Because we are all meaning making creatures. When we become aware of sensations we don't understand instinctively, or can’t explain through all we’ve learned, we tend to seek meaning. Sometimes it’s an urgent quest, sometimes we come to that exploration gradually.

Making meaning is not body awareness. It comes after. It's the stories we use to make sense of what comes into our awareness. It's the individual contribution or connection to the collective. It's the knowledge building that we do. Of course, once the knowledge is learned, then it can become part of our capacity for feeling, for being aware through our own senses.

For most of us, body awareness is a blend or blurring of felt sense and learned knowledge of our body. Where that blurring can happen I’d like to unpack further in a future post and for now simply share some examples of what might be just one type of awareness or the other.

 

Felt sense
  • Sensations coming from within
  • Hunger
  • Thirst
  • Fullness
  • Emptiness
  • Sex drive
  • Pleasure
  • Pain
  • Being warm
  • Being cold
  • Being hot
  • Feeling stiff
  • Feeling sore
  • Feeling numb
  • Wholeness
  • Separateness
  • Belonging
  • Being
  • Being you
  • Stillness
  • Movement

 

Learned knowledge
  • What part of me are bones
  • What part of me are muscles
  • And all my parts in anatomical terms
  • Strength
  • Weakness
  • Shape
  • Size
  • How I fit in
  • How I stand out
  • What I look like
  • Belonging

 

What can you do with body awareness?

Does all that we’re aware of need to have meaning? Do we need to explain all that we can sense in our bodies? Of course not.

Being aware of being, of sensing without explaining --or being aware with curiosity and patience-- can be a gift.

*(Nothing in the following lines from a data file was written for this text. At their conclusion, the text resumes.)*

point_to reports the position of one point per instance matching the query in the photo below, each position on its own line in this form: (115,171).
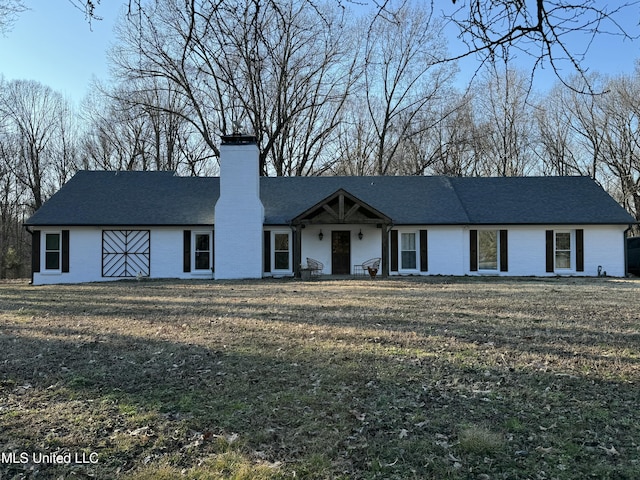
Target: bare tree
(505,115)
(541,30)
(9,11)
(621,146)
(557,148)
(32,114)
(280,70)
(403,83)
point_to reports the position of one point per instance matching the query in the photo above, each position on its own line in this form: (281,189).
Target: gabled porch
(342,232)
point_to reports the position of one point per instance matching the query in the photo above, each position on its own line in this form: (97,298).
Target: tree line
(327,90)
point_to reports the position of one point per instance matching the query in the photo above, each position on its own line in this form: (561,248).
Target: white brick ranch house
(111,225)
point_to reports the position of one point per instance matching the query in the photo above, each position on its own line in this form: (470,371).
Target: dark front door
(340,253)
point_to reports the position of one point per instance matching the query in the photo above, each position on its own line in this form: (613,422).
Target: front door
(340,252)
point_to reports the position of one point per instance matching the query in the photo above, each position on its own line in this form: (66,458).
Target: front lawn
(404,378)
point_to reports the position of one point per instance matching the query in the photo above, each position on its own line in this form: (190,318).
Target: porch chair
(315,266)
(372,266)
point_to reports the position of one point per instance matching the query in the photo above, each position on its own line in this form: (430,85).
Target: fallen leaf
(610,451)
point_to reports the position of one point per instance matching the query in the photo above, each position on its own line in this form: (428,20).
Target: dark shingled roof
(161,198)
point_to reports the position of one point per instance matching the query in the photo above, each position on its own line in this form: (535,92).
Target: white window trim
(272,253)
(489,270)
(572,252)
(43,258)
(416,236)
(195,270)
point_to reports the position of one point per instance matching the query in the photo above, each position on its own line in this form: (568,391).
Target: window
(281,251)
(563,250)
(408,251)
(202,251)
(488,250)
(52,251)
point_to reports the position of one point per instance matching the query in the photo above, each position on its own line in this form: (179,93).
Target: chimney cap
(239,139)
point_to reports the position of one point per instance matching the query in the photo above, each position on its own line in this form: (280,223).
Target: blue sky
(53,44)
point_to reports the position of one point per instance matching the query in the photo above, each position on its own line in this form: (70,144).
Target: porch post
(385,249)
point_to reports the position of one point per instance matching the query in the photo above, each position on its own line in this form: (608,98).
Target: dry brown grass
(398,378)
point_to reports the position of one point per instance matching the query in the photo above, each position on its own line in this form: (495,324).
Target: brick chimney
(239,213)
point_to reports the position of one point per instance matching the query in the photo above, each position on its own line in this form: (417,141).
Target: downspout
(297,247)
(626,253)
(30,232)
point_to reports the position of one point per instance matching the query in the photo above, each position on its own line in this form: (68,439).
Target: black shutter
(504,251)
(473,250)
(549,250)
(186,251)
(580,250)
(394,250)
(424,259)
(65,251)
(266,255)
(35,251)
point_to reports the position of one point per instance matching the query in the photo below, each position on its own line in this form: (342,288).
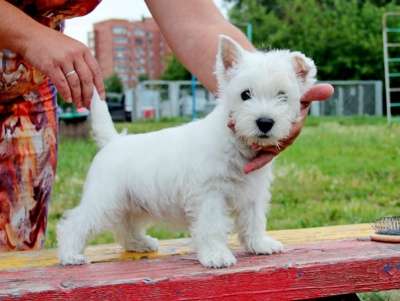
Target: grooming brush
(387,229)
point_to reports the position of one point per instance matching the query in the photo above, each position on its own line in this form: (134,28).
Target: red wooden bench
(317,262)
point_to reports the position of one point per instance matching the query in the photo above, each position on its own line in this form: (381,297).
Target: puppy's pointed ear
(229,55)
(303,66)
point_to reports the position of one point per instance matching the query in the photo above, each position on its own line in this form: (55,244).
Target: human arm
(51,52)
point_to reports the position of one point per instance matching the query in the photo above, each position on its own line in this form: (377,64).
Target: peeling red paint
(302,272)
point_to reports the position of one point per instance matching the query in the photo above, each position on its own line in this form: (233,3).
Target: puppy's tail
(102,125)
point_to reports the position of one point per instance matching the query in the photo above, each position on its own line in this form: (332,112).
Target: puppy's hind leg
(74,230)
(210,233)
(130,232)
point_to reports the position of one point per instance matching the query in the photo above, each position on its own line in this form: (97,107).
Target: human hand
(68,63)
(318,92)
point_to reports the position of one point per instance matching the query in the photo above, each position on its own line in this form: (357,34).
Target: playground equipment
(391,55)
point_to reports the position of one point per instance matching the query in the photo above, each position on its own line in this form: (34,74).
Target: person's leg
(28,158)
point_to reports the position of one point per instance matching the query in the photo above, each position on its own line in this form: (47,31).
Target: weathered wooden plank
(301,272)
(113,252)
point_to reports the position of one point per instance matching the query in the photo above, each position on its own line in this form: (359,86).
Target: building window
(138,32)
(119,30)
(121,40)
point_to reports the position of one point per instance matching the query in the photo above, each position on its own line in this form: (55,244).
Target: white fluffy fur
(192,175)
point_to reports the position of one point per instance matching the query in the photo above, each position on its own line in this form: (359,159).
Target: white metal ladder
(389,62)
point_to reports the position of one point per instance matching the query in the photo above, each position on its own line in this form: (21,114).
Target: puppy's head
(262,90)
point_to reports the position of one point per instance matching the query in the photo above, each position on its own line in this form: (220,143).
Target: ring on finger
(72,72)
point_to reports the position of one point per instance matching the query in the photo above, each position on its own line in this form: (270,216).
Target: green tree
(342,36)
(113,84)
(175,70)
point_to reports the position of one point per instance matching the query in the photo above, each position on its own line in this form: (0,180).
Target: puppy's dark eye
(246,95)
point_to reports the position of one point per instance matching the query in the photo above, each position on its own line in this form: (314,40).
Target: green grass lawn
(339,171)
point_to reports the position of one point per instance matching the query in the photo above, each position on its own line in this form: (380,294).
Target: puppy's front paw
(73,259)
(218,257)
(265,245)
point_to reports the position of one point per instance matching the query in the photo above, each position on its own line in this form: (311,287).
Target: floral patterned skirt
(28,158)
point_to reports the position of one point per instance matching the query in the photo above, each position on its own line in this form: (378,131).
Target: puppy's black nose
(265,124)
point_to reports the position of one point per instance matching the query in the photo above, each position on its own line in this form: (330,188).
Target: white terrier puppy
(192,175)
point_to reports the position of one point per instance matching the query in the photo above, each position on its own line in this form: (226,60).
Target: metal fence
(158,99)
(351,98)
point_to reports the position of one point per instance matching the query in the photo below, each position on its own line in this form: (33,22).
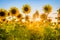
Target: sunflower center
(46,9)
(19,16)
(26,9)
(13,11)
(2,14)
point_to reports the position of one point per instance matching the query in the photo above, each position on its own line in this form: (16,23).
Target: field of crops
(13,26)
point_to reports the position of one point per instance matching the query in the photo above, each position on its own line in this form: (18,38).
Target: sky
(35,5)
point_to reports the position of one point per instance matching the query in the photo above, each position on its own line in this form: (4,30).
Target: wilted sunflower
(43,16)
(27,18)
(13,11)
(19,16)
(3,13)
(49,20)
(3,20)
(26,9)
(47,8)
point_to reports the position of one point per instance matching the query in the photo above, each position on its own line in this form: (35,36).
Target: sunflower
(27,18)
(43,16)
(26,9)
(36,14)
(3,13)
(13,11)
(19,17)
(58,10)
(49,20)
(47,8)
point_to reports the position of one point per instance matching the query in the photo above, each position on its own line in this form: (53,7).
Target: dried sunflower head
(47,8)
(43,16)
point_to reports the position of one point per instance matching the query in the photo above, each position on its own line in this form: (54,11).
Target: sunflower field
(13,26)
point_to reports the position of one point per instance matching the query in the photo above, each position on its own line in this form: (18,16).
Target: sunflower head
(47,8)
(13,11)
(26,9)
(43,16)
(3,13)
(58,10)
(19,16)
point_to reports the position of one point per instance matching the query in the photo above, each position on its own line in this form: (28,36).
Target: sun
(26,9)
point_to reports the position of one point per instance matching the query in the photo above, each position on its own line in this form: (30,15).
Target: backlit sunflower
(27,18)
(36,14)
(58,10)
(43,16)
(13,11)
(3,20)
(3,13)
(26,9)
(47,8)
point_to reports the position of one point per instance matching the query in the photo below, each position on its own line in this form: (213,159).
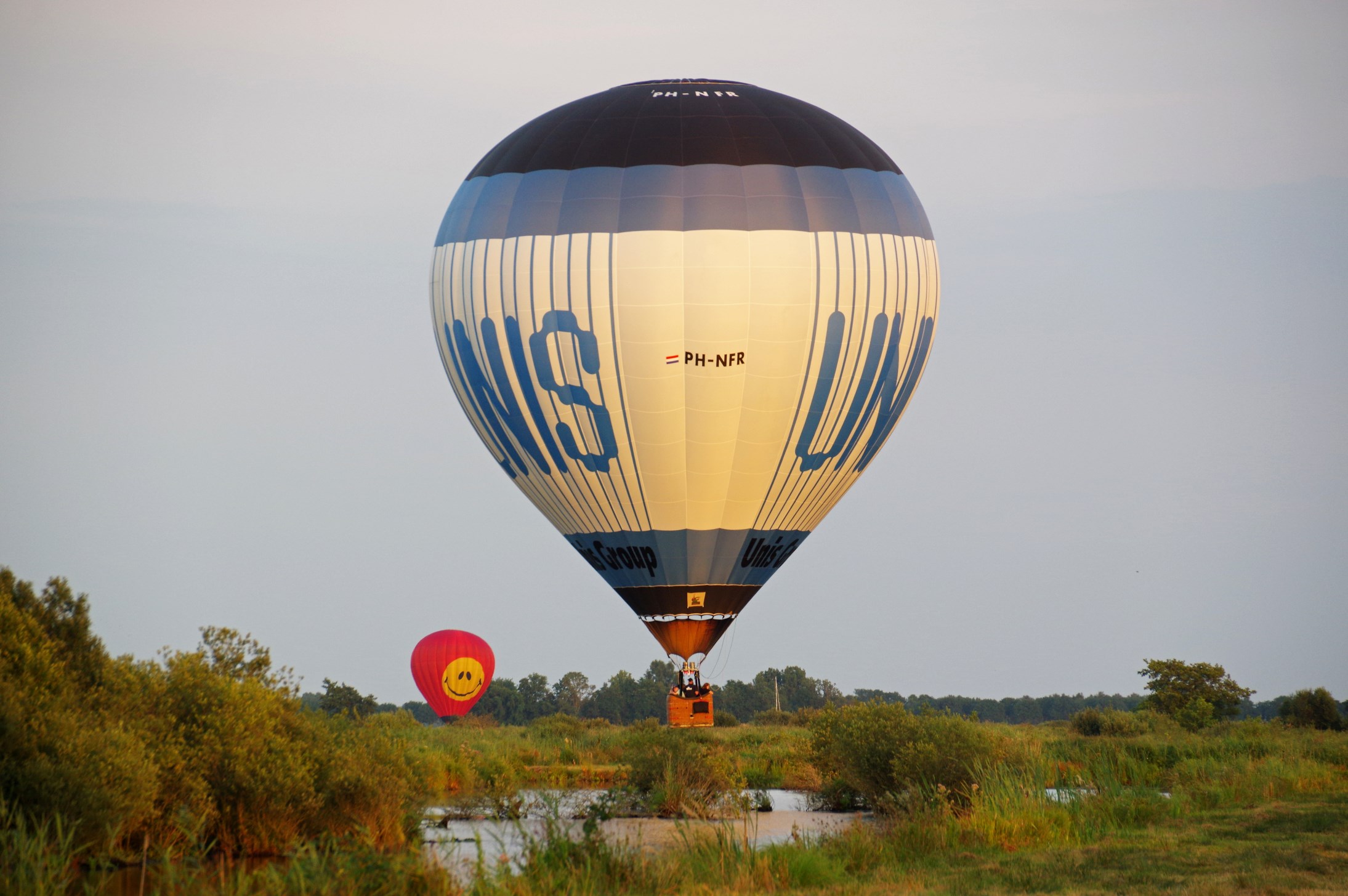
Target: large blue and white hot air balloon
(684,316)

When I’m meditating, my sense of my body, how my body feels, is unique to meditating. As a novice, I sought labels and explanations for the feeling, but that search yielded more mysticism dressed up as science than solid information, so I let it go. I try to just enjoy the experience, understanding it in myself -- even if I can’t explain it to anyone else.

On the other hand, pain in my body, in my muscles, bones, and organs, tends to drive me to seek meaning, and persist in the search. That’s why I study anatomy, teach yoga, and love helping others move out of pain and into healing. When I’m hurting, I want an explanation or cause, so I can either understand and accept or accept and heal.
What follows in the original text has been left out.